Where in Germany do people have the highest disposable income?

An economic study has shown huge regional differences in income throughout Germany. So which parts of the country have the most to spend each month, and which are feeling the squeeze?

Where in Germany do people have the highest disposable income?

A study by the Economic and Social Sciences Institute (WSI) of the Hans-Böckler foundation reveals stark regional differences in disposable income in Germany. In some cases, households had as much as double the spending money of those in other parts of the country. 

Here’s where people have the most – and least – disposable income each month.

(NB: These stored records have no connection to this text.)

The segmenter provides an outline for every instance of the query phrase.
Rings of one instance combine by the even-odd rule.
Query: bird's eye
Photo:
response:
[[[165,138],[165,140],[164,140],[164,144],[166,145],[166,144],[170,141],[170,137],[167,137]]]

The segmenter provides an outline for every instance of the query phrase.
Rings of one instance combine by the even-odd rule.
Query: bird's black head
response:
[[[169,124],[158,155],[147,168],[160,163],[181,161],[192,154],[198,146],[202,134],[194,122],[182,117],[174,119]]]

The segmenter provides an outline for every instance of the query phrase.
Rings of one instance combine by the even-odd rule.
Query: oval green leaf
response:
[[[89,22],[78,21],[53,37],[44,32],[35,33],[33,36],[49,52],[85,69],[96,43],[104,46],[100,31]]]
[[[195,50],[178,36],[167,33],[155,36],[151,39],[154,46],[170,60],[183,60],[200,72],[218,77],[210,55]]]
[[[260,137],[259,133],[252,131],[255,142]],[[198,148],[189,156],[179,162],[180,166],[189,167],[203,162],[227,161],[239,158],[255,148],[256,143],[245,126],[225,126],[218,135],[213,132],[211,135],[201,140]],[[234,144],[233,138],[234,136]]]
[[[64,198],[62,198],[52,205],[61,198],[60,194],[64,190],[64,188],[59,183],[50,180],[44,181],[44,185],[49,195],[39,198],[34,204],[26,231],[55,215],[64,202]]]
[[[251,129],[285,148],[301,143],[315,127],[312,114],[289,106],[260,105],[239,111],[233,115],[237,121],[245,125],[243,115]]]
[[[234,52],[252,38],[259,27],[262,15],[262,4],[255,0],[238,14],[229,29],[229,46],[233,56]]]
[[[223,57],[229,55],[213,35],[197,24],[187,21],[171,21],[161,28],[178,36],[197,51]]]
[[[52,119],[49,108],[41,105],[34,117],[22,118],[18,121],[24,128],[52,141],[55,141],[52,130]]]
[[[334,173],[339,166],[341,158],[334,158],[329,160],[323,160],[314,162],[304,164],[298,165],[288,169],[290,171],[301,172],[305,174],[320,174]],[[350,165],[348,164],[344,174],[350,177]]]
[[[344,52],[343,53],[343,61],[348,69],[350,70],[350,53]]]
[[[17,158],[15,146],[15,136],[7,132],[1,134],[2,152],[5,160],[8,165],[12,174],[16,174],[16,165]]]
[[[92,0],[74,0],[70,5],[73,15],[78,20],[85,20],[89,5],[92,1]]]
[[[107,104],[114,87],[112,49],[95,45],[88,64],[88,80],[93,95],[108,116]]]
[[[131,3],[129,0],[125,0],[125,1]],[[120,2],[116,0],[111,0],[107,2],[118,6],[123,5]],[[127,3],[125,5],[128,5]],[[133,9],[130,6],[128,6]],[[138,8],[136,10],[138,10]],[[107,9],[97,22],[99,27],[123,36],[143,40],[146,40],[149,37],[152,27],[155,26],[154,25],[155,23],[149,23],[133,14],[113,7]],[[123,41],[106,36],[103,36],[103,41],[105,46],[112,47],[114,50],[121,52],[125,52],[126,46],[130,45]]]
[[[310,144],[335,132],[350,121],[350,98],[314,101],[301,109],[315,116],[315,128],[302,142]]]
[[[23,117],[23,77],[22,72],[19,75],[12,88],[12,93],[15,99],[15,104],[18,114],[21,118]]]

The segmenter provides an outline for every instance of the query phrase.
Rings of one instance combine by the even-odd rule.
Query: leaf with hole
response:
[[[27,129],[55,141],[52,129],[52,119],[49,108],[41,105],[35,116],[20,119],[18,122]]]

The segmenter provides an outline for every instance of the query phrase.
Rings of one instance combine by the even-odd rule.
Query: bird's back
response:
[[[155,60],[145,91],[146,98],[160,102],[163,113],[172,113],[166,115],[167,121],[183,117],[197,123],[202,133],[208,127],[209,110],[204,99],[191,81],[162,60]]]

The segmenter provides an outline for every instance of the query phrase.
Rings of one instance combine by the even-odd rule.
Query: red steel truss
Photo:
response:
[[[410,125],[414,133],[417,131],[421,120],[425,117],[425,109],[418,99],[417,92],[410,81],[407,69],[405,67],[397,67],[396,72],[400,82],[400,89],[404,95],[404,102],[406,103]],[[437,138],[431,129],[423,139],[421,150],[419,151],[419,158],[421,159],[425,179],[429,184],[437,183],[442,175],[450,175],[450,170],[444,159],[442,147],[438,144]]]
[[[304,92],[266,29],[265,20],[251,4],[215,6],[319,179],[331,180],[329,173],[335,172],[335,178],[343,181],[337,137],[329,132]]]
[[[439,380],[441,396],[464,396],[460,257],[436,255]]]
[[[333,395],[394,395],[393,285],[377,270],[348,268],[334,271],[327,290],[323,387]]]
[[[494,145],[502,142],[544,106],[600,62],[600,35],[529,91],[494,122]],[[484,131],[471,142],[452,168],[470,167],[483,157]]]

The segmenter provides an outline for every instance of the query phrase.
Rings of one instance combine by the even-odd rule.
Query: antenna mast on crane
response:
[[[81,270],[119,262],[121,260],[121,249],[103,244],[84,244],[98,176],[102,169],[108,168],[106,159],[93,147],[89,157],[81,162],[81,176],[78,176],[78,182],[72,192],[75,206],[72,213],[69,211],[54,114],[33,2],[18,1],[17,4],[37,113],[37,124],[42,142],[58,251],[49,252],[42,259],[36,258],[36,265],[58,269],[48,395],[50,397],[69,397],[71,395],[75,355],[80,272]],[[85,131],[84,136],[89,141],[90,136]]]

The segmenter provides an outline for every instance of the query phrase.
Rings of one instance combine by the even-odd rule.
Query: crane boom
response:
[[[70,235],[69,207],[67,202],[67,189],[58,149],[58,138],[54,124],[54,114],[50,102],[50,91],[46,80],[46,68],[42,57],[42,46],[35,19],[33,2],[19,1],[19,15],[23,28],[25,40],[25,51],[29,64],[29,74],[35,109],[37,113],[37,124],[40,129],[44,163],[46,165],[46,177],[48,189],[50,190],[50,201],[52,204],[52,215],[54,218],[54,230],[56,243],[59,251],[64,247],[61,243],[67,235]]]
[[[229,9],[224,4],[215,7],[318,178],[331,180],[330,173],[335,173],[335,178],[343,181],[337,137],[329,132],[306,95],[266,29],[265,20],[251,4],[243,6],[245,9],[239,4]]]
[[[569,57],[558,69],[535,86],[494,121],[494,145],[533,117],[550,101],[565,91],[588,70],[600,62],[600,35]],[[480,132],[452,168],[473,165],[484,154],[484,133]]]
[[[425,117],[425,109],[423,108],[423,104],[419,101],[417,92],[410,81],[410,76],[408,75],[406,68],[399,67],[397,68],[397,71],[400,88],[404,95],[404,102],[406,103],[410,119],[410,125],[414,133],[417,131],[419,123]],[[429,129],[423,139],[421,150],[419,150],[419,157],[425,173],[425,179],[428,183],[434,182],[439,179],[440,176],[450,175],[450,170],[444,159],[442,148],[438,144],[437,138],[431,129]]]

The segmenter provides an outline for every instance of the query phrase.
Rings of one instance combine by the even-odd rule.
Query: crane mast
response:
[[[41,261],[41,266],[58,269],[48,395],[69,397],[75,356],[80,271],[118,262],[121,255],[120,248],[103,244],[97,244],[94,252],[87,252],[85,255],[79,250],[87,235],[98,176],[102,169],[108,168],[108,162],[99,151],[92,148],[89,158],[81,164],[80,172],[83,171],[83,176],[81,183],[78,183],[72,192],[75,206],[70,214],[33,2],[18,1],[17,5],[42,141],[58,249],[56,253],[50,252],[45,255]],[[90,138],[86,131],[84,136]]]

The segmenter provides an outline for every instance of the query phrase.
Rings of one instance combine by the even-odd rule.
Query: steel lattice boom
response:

What is disposable income?

The WSI calculated disposable income as the sum of income from wealth and employment, minus social contributions, income taxes, property taxes and other direct benefits or taxes.

What’s left is the income which private households can either spend on consumer goods or save.

The study, which was based on the most recent available national accounts data for 2019, looked at the disposable income of all of the 401 counties, districts and cities across Germany.

Which regions have the highest and lowest disposable incomes?

The study found that the regions with the highest disposable incomes were in the southern states.

Heilbronn in Baden-Württemberg had the highest disposable income of all 401 German counties and independent cities – with an average per capita disposable income of €42,275. The district of Starnberg in Bayern followed in second place with €38,509.

READ ALSO: REVEALED: How much do employees really earn across Germany’s states?

By comparison, per capita incomes in the cities of Gelsenkirchen and Duisburg in North Rhine-Westphalia were less than half as high, at €17,015 and €17,741 respectively. These regions had the lowest disposable income in the country. 

The study also found that, more than thirty years since German reunification, the eastern regions continue to lag behind those in the west in terms of wages.

According to the WSI, the Potsdam-Mittelmark district is the only district in the former east where the disposable per capita income of €24,127 exceeds the national average of €23,706.

Do regional price differences balance things out?

The study also showed that regionally different price levels contribute to a certain levelling out of disposable incomes, as regions with high incomes also tend to have higher rents and other living costs.

“People then have more money in their wallets, but they cannot afford more to the same extent,” WSI scientist Toralf Pusch explained.

READ ALSO: EXPLAINED: When will Germany raise the minimum wage?

Therefore, incomes in the eastern states, adjusted for purchasing power, are generally somewhat higher than the per capita amounts would suggest.

That could explain why, even after price adjustment, the cities of Gelsenkirchen and Duisburg in western Germany continue to be at the very bottom of the list.

Saxon-Anhalt’s Halle an der Saale, on the other hand, which has an average disposable income of only €18,527, benefits from the lower prices in the east.